Sunday, July 31, 2011

One Morning in Maine

I met this 1930 Ford Model A Town Sedan outside the post office in Brooklin, Maine. It's a nearly-original car. Richard Hero, the owner, says his father bought it from the original owner in 1959.

The o.o. took delivery of the car in 1930 in Westborough, Mass. (BTW, Autoliterate found another 1930 Model A, a Cabriolet, in Nova Scotia a couple of weks back.) When the Heros got the sedan, it wore a layer of grey housepaint; the car was repainted its original colors in the mid-1970s.

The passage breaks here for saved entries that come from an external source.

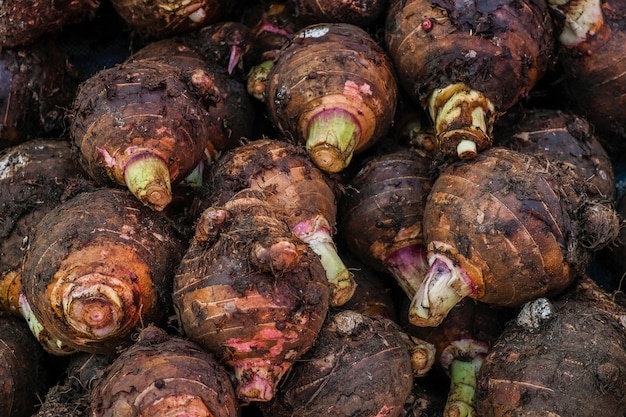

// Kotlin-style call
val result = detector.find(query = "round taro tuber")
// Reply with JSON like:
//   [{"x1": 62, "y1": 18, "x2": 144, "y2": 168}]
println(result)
[
  {"x1": 173, "y1": 188, "x2": 330, "y2": 403},
  {"x1": 475, "y1": 276, "x2": 626, "y2": 416},
  {"x1": 385, "y1": 0, "x2": 555, "y2": 159},
  {"x1": 0, "y1": 138, "x2": 93, "y2": 317},
  {"x1": 0, "y1": 39, "x2": 79, "y2": 150},
  {"x1": 547, "y1": 0, "x2": 626, "y2": 153},
  {"x1": 109, "y1": 0, "x2": 233, "y2": 38},
  {"x1": 0, "y1": 313, "x2": 52, "y2": 417},
  {"x1": 70, "y1": 35, "x2": 253, "y2": 211},
  {"x1": 200, "y1": 138, "x2": 355, "y2": 307},
  {"x1": 259, "y1": 310, "x2": 414, "y2": 417},
  {"x1": 494, "y1": 107, "x2": 616, "y2": 201},
  {"x1": 408, "y1": 146, "x2": 620, "y2": 327},
  {"x1": 265, "y1": 22, "x2": 398, "y2": 173},
  {"x1": 20, "y1": 187, "x2": 185, "y2": 355},
  {"x1": 339, "y1": 145, "x2": 436, "y2": 303},
  {"x1": 91, "y1": 325, "x2": 238, "y2": 417}
]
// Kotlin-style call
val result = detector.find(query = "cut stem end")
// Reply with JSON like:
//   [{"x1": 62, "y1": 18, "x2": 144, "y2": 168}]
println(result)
[
  {"x1": 306, "y1": 109, "x2": 360, "y2": 173},
  {"x1": 124, "y1": 154, "x2": 172, "y2": 211}
]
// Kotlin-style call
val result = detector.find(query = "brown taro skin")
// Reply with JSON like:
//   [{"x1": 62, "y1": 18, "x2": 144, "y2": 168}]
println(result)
[
  {"x1": 553, "y1": 0, "x2": 626, "y2": 153},
  {"x1": 173, "y1": 189, "x2": 330, "y2": 403},
  {"x1": 20, "y1": 188, "x2": 185, "y2": 355},
  {"x1": 265, "y1": 23, "x2": 398, "y2": 171},
  {"x1": 91, "y1": 325, "x2": 238, "y2": 417},
  {"x1": 198, "y1": 138, "x2": 338, "y2": 231},
  {"x1": 424, "y1": 147, "x2": 587, "y2": 306},
  {"x1": 494, "y1": 107, "x2": 616, "y2": 201},
  {"x1": 0, "y1": 40, "x2": 79, "y2": 150},
  {"x1": 69, "y1": 43, "x2": 227, "y2": 209},
  {"x1": 385, "y1": 0, "x2": 555, "y2": 154},
  {"x1": 339, "y1": 146, "x2": 435, "y2": 292},
  {"x1": 109, "y1": 0, "x2": 231, "y2": 38},
  {"x1": 0, "y1": 313, "x2": 51, "y2": 417},
  {"x1": 0, "y1": 139, "x2": 92, "y2": 316},
  {"x1": 0, "y1": 0, "x2": 99, "y2": 48},
  {"x1": 260, "y1": 310, "x2": 413, "y2": 417},
  {"x1": 124, "y1": 37, "x2": 255, "y2": 159},
  {"x1": 475, "y1": 276, "x2": 626, "y2": 416}
]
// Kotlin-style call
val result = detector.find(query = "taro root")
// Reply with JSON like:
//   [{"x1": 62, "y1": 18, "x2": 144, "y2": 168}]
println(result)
[
  {"x1": 547, "y1": 0, "x2": 626, "y2": 153},
  {"x1": 91, "y1": 325, "x2": 238, "y2": 417},
  {"x1": 109, "y1": 0, "x2": 233, "y2": 38},
  {"x1": 265, "y1": 22, "x2": 398, "y2": 173},
  {"x1": 0, "y1": 39, "x2": 79, "y2": 150},
  {"x1": 494, "y1": 107, "x2": 616, "y2": 201},
  {"x1": 173, "y1": 188, "x2": 330, "y2": 403},
  {"x1": 0, "y1": 313, "x2": 52, "y2": 417},
  {"x1": 405, "y1": 299, "x2": 512, "y2": 417},
  {"x1": 385, "y1": 0, "x2": 555, "y2": 159},
  {"x1": 259, "y1": 310, "x2": 414, "y2": 417},
  {"x1": 200, "y1": 138, "x2": 355, "y2": 307},
  {"x1": 20, "y1": 188, "x2": 185, "y2": 355},
  {"x1": 70, "y1": 35, "x2": 254, "y2": 211},
  {"x1": 409, "y1": 146, "x2": 620, "y2": 327},
  {"x1": 34, "y1": 353, "x2": 112, "y2": 417},
  {"x1": 0, "y1": 0, "x2": 98, "y2": 48},
  {"x1": 339, "y1": 146, "x2": 436, "y2": 303},
  {"x1": 288, "y1": 0, "x2": 387, "y2": 26},
  {"x1": 0, "y1": 138, "x2": 92, "y2": 317},
  {"x1": 475, "y1": 276, "x2": 626, "y2": 416}
]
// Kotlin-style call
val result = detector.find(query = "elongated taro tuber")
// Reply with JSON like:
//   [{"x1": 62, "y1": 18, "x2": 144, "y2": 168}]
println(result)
[
  {"x1": 385, "y1": 0, "x2": 555, "y2": 159},
  {"x1": 265, "y1": 22, "x2": 398, "y2": 173},
  {"x1": 409, "y1": 146, "x2": 620, "y2": 327},
  {"x1": 173, "y1": 188, "x2": 330, "y2": 403},
  {"x1": 340, "y1": 145, "x2": 436, "y2": 303},
  {"x1": 0, "y1": 39, "x2": 79, "y2": 150},
  {"x1": 475, "y1": 276, "x2": 626, "y2": 416},
  {"x1": 91, "y1": 325, "x2": 238, "y2": 417},
  {"x1": 200, "y1": 138, "x2": 355, "y2": 306},
  {"x1": 20, "y1": 188, "x2": 185, "y2": 355},
  {"x1": 70, "y1": 35, "x2": 253, "y2": 210},
  {"x1": 494, "y1": 107, "x2": 616, "y2": 201},
  {"x1": 0, "y1": 139, "x2": 92, "y2": 316},
  {"x1": 260, "y1": 310, "x2": 414, "y2": 417},
  {"x1": 0, "y1": 313, "x2": 52, "y2": 417}
]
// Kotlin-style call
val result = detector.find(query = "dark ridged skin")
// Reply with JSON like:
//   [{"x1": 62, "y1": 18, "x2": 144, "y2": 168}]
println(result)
[
  {"x1": 385, "y1": 0, "x2": 555, "y2": 111},
  {"x1": 0, "y1": 0, "x2": 98, "y2": 48},
  {"x1": 552, "y1": 0, "x2": 626, "y2": 153},
  {"x1": 494, "y1": 107, "x2": 616, "y2": 201},
  {"x1": 0, "y1": 40, "x2": 78, "y2": 150},
  {"x1": 0, "y1": 313, "x2": 51, "y2": 417},
  {"x1": 91, "y1": 326, "x2": 238, "y2": 417},
  {"x1": 260, "y1": 310, "x2": 413, "y2": 417},
  {"x1": 0, "y1": 139, "x2": 92, "y2": 316},
  {"x1": 476, "y1": 276, "x2": 626, "y2": 416},
  {"x1": 174, "y1": 189, "x2": 330, "y2": 403},
  {"x1": 340, "y1": 146, "x2": 435, "y2": 274}
]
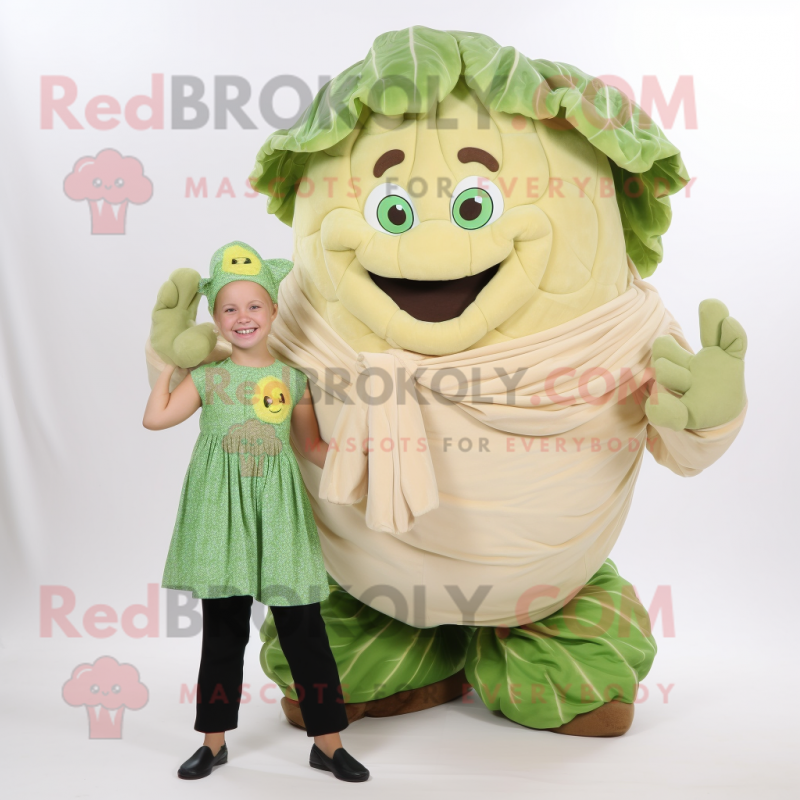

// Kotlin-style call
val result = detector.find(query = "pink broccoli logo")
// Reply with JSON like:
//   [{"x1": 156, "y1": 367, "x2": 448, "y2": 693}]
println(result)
[
  {"x1": 64, "y1": 148, "x2": 153, "y2": 234},
  {"x1": 62, "y1": 655, "x2": 149, "y2": 739}
]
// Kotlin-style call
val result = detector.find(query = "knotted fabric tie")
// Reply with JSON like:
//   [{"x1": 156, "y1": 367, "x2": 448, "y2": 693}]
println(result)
[{"x1": 319, "y1": 349, "x2": 438, "y2": 534}]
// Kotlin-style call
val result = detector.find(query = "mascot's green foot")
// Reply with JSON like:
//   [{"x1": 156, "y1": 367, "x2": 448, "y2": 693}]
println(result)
[
  {"x1": 281, "y1": 668, "x2": 468, "y2": 729},
  {"x1": 466, "y1": 559, "x2": 656, "y2": 736},
  {"x1": 260, "y1": 577, "x2": 473, "y2": 712}
]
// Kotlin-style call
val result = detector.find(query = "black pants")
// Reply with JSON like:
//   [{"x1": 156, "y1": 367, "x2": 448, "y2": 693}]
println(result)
[{"x1": 194, "y1": 595, "x2": 349, "y2": 737}]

The body has never been off the frame: all the welds are still there. It has been in Maine since 2006.
      If you've been following Autoliterate, you're aware we have a weakness for trucks, especially clean old Western machines. This International Harvester KB-5 was spotted at McVay's Garage in Blue Hill, Maine but it was wearing a South Dakota plate and, from the age and condition, we suspect it spent most of its life out there on the dry plains. Looks like a grain truck box, except there's no little door in the back to slide grain out of. It  probably was a farm truck, though; perhaps used for hauling livestock?

International Harvester's  K and KB trucks were introduced in the mid 1940s. In total there were 42 models, 142 different wheelbase lengths and load ratings ranging from 1/2 ton to 90,000 lbs. Acording to Wiki, the machines were known for durability, prewar design in a postwar era, and low price. The followup to the K, the KB, was introduced in 1947, with the characteristic difference being a widened lower grill appearing like "wings". The KB series went all the way up to KB-14.

And there's a graveyard of International Harvester KB's up in...where else? Saskatchewan. That prairie province seems to be the old truck center of the universe.